Samuel E. Amidon House (1888)

The house at 290 Prospect Street in Willimantic was built in 1888 for Samuel E. Amidon, a successful grocery store owner. After Amidon’s death, the house had other owners. In 1984 it was purchased by the Roman Catholic Diocese of Norwich. Called Newman Hall, it is now the Catholic Office of Campus Ministry for members of the Eastern Connecticut State University community. According to the Commemorative Biographical Record of Tolland and Windham Counties (1903):

Samuel E. Amidon was born July 24, 1844, at Sturbridge, Mass., and was but a child when his parents removed to Ashford, Conn., and located on the old Amidon homestead. (more…)

Windham Inn (1783)

The Windham Inn is a notable landmark in Windham Center, at the intersection of Scotland Road and Windham Center Road, near Windham Green. Known as the Windham House prior to 1890, the building was constructed in 1783 and was originally three stories. It began to buckle around 1850 and was then reduced to two stories. The three dormer windows were added around the same time. Also added at some point was a front porch, later removed. The Inn, which is believed to be haunted, was converted into apartments in the mid-twentieth century.
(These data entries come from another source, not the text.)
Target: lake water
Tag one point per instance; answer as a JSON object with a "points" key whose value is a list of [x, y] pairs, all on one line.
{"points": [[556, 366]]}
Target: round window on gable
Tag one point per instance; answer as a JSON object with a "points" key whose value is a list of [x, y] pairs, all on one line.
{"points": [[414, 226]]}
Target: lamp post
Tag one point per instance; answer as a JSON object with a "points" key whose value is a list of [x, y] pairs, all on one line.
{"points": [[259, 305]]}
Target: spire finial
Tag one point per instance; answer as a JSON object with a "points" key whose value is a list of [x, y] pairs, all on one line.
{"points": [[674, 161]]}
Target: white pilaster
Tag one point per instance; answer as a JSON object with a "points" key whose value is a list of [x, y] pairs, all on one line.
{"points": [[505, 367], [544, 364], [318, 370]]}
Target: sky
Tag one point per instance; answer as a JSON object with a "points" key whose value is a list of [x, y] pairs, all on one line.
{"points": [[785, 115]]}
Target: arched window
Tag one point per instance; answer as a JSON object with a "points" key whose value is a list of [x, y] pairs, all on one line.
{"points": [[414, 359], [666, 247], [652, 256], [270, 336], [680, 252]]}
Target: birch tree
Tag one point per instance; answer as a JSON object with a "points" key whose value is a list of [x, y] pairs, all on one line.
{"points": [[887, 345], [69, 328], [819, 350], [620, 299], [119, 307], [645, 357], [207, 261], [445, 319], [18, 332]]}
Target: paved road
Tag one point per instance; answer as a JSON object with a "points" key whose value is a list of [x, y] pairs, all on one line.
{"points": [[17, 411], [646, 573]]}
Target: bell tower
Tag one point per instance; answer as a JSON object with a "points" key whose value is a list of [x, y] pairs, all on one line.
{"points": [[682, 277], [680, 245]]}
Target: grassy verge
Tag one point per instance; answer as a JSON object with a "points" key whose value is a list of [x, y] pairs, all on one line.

The inn sign from the 1890s is in the collection of the Connecticut Historical Society.

Windham Free Library (1832)

Windham Free Library, on the Green in Windham Center, was originally built, on the former site of the county court house, as the Windham Bank in 1832. The bank moved its operations to Willimantic in 1879 and other commercial establishments soon followed, as Windham Center changed from being a business district into a primarily residential area. The Greek Revival building then stood vacant until it was converted into a museum, displaying a temporary “Exhibition of Relics,” on the occasion of Windham’s bi-centennial, celebrated in 1892. Now it serves as Connecticut’s smallest freestanding library. Established in 1897, the Library displays historical artifacts, including the Windham Bacchus, carved out of wood by British prisoners of war, one of whom was a ship’s carpenter, who were being held in the Windham jail in 1776. They carved the Figure of Bacchus as a parting gift, at the time of their escape, for their widowed landlady, who was also a tavern keeper.

Dr. Chester Hunt Office (1790)

Located on Windham Center Green and owned by the adjacent Windham Library is the small gambrel-roofed former office of Dr. Chester Hunt. Built in 1790, it originally served as the office of Sheriff Shubel Abbe and was located behind his house at the south end of Windham Green. Abbe’s property was purchased in 1819 by Dr. Chester Hunt who then used the office until his death in 1869. Moved in 1948 to a spot between two other houses on North Road, the building was moved again in the 1980s to its current location where it was restored in honor of Julian Alden Weir and his wife, Ella Baker Weir, by his daughter, Cora Weir Burlingham and grandson, Charles Burlingham, Jr. The Library has recently renovated the office’s exterior and there are plans to open it as a museum.

Jerome Baldwin House (1885)

Jerome B. Baldwin was a merchant in Willimantic. Born in Mansfield in 1843, he served in the Twenty-First Connecticut Infantry Regiment during the Civil War. Baldwin was partner with Frank F. Webb in the Baldwin & Webb clothing and furniture store in Willimantic and served in the state legislature in 1885. His house, on Prospect Street in Willimantic, was also built in 1885 and is an example of the Stick style.

Joseph Dwight Chaffee House (1889)

In 1889, Joseph Dwight Chaffee bought what was considered to be the most desirable lot in Willimantic and built an impressive Queen Anne house on the property. As stated in The Chaffee Genealogy (1909), Joseph Dwight Chaffee

was born in Mansfield, Conn., August 9, 1846, and married there, September 12, 1867, Martha W., daughter of George P. Armstrong of that place. Mr. Chaffee has served in the Connecticut Legislature as Representative and also as Senator from the Twenty-Fourth District. He has been associated with his father in the business of manufacture of silk under the firm name of O. S. Chaffee & Son, later called the Natchaug Silk Company of Willimantic, Conn. In 1883 he lived in Mansfield, and in 1894 in Willimantic.

He was known as Colonel Chaffee, after serving on Governor Phineas Lounsbury‘s staff from 1887 until 1889. In 1895, a financial scandal led to the liquidation of the Natchaug Silk Company and the arrest and trial of J. D. Chaffee for fraud (the company had been capitalized in a fraudulent manner by the First National Bank of Willimantic, a fact discovered when the bank’s cashier committed suicide and the bank was investigated). Chaffee later operated, with his son, another manufacturing company, known for its Natchaug Silk Braided Fish Lines. He later llived in the factory’s basement, after the company closed in 1927, until his death in 1938 at the age of 92. His former house on Summit Street in Willimantic was restored in the late-1990s.